Nous sommes saturés de besoins satisfaits qui nous laissent dans l’insatisfaction.
Mais voilà : la frustration est motrice. Motrice à condition que le moteur
même soit perpétuellement relancé, sous peine de retomber dans la saturation…
D’où :
3/ L’appel au consensus terrorisant, c’est-à-dire
au mimétisme collectif. Pour relancer l’envie individuelle,
rien de tel que d’éveiller le désir mimétique. D’où ces
innombrables slogans clamant que tous les êtres normaux font comme cela, que
tout le monde rêve de cette consommation, que l’époque est à tel ou
tel produit, qu’il faut mimer ce grand mythe, etc. (A quoi allez-vous
ressembler cet été ? La Redoute, juin 2003). Vous êtes donc asocial et
archaïque si vous ne vous soumettez pas à la loi du grand nombre. La consommation
se veut consensuelle pour nous donner l’illusion de la convivialité.

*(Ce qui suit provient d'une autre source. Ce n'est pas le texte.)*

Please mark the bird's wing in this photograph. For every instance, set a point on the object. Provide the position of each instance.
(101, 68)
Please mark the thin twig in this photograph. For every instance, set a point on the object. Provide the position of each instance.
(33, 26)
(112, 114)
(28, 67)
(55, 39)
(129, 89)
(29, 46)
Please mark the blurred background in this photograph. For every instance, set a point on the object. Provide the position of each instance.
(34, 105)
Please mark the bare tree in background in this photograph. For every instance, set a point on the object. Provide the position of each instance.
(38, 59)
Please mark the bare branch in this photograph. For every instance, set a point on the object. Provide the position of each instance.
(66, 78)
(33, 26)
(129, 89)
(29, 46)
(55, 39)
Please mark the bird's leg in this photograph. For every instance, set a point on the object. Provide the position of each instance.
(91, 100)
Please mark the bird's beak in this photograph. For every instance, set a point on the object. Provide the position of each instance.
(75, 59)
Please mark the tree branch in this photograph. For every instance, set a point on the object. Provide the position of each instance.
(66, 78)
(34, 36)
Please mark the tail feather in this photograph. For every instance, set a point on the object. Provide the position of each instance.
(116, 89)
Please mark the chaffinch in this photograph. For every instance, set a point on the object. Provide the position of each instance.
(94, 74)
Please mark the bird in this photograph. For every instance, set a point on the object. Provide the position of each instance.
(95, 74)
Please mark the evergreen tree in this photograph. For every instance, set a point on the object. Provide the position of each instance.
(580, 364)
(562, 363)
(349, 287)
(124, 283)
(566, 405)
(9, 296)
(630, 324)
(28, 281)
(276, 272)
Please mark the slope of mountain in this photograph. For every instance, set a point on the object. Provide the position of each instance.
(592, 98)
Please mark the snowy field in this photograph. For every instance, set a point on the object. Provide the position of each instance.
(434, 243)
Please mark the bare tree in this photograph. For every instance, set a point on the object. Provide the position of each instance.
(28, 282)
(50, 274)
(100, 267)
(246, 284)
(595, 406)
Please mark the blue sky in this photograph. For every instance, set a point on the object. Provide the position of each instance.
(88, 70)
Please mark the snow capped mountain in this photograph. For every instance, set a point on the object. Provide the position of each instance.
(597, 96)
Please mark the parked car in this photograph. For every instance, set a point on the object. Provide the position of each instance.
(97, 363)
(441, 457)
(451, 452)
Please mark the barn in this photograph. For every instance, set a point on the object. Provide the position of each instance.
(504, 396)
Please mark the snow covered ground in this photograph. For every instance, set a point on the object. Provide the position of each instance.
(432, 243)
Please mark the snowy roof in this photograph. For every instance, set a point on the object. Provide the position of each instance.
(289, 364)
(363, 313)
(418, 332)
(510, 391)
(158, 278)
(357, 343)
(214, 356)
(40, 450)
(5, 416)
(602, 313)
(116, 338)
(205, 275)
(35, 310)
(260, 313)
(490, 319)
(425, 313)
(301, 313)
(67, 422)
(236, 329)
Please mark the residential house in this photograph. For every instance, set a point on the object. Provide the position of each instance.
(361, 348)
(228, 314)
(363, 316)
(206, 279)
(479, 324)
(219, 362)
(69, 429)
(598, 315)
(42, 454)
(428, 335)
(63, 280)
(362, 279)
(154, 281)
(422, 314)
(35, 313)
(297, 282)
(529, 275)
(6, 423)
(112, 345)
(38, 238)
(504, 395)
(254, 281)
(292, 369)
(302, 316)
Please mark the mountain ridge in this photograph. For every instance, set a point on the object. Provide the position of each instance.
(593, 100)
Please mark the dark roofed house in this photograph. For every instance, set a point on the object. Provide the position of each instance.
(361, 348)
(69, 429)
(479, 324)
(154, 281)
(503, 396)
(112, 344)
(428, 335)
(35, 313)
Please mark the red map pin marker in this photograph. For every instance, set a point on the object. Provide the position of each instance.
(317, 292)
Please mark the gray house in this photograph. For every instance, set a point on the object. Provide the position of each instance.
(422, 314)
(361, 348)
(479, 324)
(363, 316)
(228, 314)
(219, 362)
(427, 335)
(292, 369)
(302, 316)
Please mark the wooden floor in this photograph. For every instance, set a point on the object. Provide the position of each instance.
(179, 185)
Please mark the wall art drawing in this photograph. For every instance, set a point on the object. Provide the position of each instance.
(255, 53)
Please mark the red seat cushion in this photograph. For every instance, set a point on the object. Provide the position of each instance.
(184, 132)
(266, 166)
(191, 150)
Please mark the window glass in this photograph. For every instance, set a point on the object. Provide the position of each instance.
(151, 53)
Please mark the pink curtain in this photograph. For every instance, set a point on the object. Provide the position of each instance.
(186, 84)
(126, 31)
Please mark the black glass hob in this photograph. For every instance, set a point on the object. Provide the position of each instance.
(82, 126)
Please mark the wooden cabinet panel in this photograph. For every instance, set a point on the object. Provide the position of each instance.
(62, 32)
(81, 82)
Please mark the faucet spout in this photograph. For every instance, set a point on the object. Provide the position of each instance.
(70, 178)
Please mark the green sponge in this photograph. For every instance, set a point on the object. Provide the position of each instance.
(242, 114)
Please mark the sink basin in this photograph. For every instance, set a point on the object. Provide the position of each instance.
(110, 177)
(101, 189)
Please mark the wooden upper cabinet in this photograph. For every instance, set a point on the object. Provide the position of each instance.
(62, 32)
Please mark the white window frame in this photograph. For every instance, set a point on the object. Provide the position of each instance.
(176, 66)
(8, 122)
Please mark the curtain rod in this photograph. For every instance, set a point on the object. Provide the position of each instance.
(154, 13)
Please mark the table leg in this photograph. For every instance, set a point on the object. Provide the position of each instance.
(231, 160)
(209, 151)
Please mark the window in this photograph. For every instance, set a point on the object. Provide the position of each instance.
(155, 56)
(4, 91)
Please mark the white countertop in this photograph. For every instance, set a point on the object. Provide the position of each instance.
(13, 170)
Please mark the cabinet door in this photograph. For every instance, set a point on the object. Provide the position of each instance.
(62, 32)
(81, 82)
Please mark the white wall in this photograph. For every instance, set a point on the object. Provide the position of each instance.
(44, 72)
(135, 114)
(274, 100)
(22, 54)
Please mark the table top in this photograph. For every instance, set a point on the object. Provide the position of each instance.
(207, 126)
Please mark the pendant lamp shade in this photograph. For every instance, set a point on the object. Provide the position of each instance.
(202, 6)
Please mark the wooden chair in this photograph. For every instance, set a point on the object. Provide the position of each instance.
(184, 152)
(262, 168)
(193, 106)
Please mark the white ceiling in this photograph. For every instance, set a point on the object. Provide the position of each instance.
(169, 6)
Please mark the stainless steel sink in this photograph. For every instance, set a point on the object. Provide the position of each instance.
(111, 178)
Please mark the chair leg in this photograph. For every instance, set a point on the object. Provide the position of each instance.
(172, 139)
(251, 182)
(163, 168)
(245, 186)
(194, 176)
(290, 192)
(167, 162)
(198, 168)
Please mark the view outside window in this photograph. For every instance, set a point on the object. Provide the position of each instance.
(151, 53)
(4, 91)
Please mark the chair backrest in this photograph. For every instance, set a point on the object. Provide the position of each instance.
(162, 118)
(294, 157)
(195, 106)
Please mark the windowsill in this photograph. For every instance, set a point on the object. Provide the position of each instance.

Qu’un agrégat d’individus qui consomment en masse puissent se
prendre pour une démocratie festive, quel puissant levier commercial en effet
! Au sein de la foule qui se croit libre, chacun oublie combien cette libération
apparente cache de servitudes aux puissances de l’Industrie, de la Technique
et de la marchandisation (« Tant qu’à subir la publicité, autant
l’aimer », « Le monde s’accélère : comment s’y
préparer ? », etc.). Et dans cette abondance commune, personne ne veut
savoir combien de pillages nécessitent ces gaspillages.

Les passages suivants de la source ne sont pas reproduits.